I was an insignificant face in a large crowd at Tuesday's memorial service for Joe Frank Jones at Barton College.
As mourners offered eloquent elegies to the former Barton College philosophy professor, who had died suddenly last week a few years after leaving Barton for Radford College in the Virginia mountains, I thought back to my first long conversation with Joe. We knew each other from Barton events, such as Friends of Hackney Library dinners, where we would talk cordially about all manner of things. Joe was an extrovert who reveled in conversations and discussions and could talk knowledgeably about almost any subject.
One day he called me up and wanted to talk about a column I had written for the newspaper. Unsure what he had in mind or whether this would be another of the haranguing criticisms that anyone who writes for the news media has to face from time to time, I accepted the invitation, and we agreed to meet in the afternoon at the cozy old Starbucks on West Nash Street.
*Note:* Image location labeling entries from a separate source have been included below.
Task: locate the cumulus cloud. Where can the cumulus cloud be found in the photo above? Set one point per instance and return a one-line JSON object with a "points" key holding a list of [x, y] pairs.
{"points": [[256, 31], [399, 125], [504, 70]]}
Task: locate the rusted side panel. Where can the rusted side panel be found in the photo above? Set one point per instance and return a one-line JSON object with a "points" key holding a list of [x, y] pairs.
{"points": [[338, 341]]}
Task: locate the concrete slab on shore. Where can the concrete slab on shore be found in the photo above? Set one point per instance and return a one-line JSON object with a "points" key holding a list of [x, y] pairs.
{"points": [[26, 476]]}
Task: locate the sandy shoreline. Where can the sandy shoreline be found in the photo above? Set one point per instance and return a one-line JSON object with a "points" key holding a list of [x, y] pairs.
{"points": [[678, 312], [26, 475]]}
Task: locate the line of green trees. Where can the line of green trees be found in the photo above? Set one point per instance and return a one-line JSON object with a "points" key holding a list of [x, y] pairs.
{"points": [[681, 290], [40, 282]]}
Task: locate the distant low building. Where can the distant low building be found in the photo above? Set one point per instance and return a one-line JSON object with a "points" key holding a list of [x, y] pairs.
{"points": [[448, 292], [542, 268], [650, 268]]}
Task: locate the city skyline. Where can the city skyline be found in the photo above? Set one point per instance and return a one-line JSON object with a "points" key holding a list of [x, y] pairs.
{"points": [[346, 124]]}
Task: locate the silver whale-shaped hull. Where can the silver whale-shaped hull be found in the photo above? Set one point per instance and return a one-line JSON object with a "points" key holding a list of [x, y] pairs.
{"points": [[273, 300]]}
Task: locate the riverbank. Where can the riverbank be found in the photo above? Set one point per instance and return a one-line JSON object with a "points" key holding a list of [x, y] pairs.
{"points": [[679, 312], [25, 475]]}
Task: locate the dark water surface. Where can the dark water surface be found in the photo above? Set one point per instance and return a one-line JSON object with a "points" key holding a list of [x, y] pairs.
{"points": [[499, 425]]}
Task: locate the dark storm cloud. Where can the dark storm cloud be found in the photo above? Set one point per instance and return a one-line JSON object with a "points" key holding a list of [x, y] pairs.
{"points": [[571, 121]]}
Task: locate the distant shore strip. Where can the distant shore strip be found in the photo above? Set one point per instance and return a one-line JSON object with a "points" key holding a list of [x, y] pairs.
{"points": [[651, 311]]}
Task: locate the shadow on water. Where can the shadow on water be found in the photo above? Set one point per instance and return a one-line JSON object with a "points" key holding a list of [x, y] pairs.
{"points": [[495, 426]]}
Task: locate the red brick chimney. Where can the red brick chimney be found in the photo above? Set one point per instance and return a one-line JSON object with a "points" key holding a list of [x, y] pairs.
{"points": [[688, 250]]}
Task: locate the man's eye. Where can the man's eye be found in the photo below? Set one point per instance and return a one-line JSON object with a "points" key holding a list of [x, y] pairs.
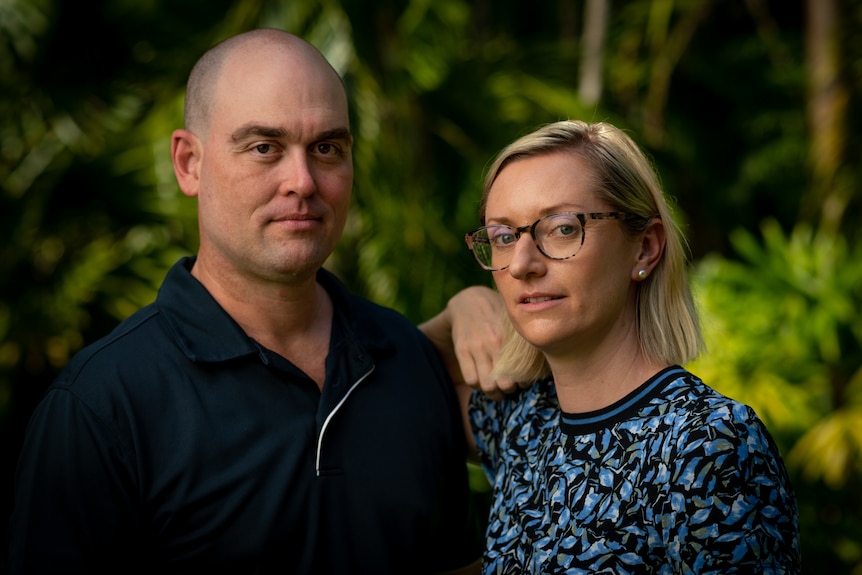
{"points": [[327, 149]]}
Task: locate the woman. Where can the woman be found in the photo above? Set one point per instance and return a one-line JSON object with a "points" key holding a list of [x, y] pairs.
{"points": [[617, 460]]}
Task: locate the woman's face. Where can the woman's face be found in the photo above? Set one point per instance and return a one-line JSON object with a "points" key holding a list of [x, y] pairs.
{"points": [[583, 305]]}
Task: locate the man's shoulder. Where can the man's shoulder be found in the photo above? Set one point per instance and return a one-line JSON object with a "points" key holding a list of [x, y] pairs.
{"points": [[134, 341]]}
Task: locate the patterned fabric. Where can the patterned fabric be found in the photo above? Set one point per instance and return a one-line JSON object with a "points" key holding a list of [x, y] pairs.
{"points": [[674, 478]]}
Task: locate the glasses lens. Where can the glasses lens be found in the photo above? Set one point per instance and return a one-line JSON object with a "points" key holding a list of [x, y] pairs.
{"points": [[481, 244], [560, 236]]}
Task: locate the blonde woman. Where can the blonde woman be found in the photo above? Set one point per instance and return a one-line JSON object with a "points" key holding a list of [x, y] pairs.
{"points": [[617, 459]]}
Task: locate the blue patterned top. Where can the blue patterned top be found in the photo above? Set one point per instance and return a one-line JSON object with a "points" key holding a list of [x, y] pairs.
{"points": [[673, 478]]}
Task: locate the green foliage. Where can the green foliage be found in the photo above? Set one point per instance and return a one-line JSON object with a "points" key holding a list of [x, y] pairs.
{"points": [[91, 217], [784, 325]]}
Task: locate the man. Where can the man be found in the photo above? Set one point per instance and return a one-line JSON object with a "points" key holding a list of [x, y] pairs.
{"points": [[257, 417]]}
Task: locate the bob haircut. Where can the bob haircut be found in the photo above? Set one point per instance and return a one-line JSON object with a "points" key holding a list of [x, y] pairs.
{"points": [[667, 323]]}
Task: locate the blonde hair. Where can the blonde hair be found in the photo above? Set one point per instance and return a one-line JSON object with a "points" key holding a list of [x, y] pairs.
{"points": [[667, 323]]}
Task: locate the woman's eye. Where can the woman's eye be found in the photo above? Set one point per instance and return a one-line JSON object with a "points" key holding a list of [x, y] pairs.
{"points": [[504, 239], [565, 230]]}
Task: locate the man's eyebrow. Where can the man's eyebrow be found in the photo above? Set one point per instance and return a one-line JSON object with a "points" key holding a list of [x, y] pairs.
{"points": [[336, 134], [260, 131], [257, 131]]}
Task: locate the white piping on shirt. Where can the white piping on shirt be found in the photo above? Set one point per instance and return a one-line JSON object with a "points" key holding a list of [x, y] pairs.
{"points": [[329, 417]]}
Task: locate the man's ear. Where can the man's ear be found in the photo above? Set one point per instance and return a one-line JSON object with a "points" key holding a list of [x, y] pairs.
{"points": [[652, 248], [186, 154]]}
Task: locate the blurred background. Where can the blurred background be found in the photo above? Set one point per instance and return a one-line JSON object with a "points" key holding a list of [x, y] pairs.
{"points": [[750, 110]]}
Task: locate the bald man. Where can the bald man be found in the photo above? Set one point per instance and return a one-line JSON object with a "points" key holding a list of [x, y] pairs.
{"points": [[257, 417]]}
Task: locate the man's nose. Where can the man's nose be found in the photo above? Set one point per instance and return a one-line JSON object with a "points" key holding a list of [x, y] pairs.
{"points": [[297, 174]]}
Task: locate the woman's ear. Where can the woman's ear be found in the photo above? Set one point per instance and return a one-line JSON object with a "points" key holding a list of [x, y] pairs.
{"points": [[186, 154], [651, 249]]}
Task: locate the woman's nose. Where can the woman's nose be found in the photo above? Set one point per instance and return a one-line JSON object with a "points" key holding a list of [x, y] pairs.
{"points": [[526, 260]]}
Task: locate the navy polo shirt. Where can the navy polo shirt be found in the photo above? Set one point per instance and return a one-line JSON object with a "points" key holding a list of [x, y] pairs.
{"points": [[177, 444]]}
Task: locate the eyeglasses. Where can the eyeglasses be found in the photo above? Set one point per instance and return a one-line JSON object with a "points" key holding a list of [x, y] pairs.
{"points": [[558, 236]]}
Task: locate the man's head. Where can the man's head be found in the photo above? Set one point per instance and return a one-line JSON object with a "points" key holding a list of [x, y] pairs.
{"points": [[267, 152]]}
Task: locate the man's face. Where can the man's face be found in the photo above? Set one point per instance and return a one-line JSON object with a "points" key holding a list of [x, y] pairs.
{"points": [[276, 168]]}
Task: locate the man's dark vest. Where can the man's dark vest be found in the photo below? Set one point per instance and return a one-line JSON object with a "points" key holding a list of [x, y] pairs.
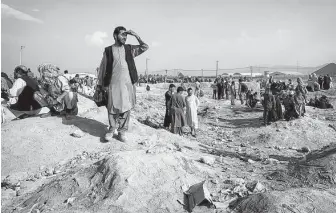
{"points": [[130, 62], [26, 98]]}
Cordially, with no hint of anger or disrespect, Joe challenged my opinion expressed in the column about the new wave of aggressive atheism that I had seen in newspaper and magazine articles and in popular books. I objected to the implication of some atheists that anyone who believed in God was delusional or scientifically and historically ignorant.
Joe had inferred that I was one of those Christians who look with disdain and condemnation at anyone who is not a devout, in-your-face Christian and who doesn't profess certainty about who is and is not going to heaven. I convinced him that I was not condemning anyone and acknowledged that I had no information about who was and wasn't "right with God." I would not critique someone else's religiosity and would respect their values and moral standards.
Our conversation wandered all over from there. Joe talked about his experience as an irresponsible teenager and his stint in the Air Force and his graduate degrees. I told him about my quandary as I neared college graduation holding a low draft number that virtually guaranteed my induction into the horrors of Vietnam. I told him how I opted for a Coast Guard enlistment and the positive aspects of my time in the service. We discovered we were only months apart in age and had many similar experiences.
At no point was the conversation angry or testy. No one raised his voice. We talked quietly and sipped coffee as we found common ground and greater mutual respect.
That conversation affirmed the tributes in Tuesday's memorial service eulogies. Joe was a man of extraordinarily diverse interests and knowledge who loved thoughtful conversation and debate. He also loved people and had a way of making them love him in return.
I have missed seeing Joe and Polly since they pulled up roots and moved to the Virginia mountains, often posting pictures of their hikes along grand mountain trails. Tuesday's service gave all of us a chance to think back on those wonderful conversations that each of us had, once or often, with Joe.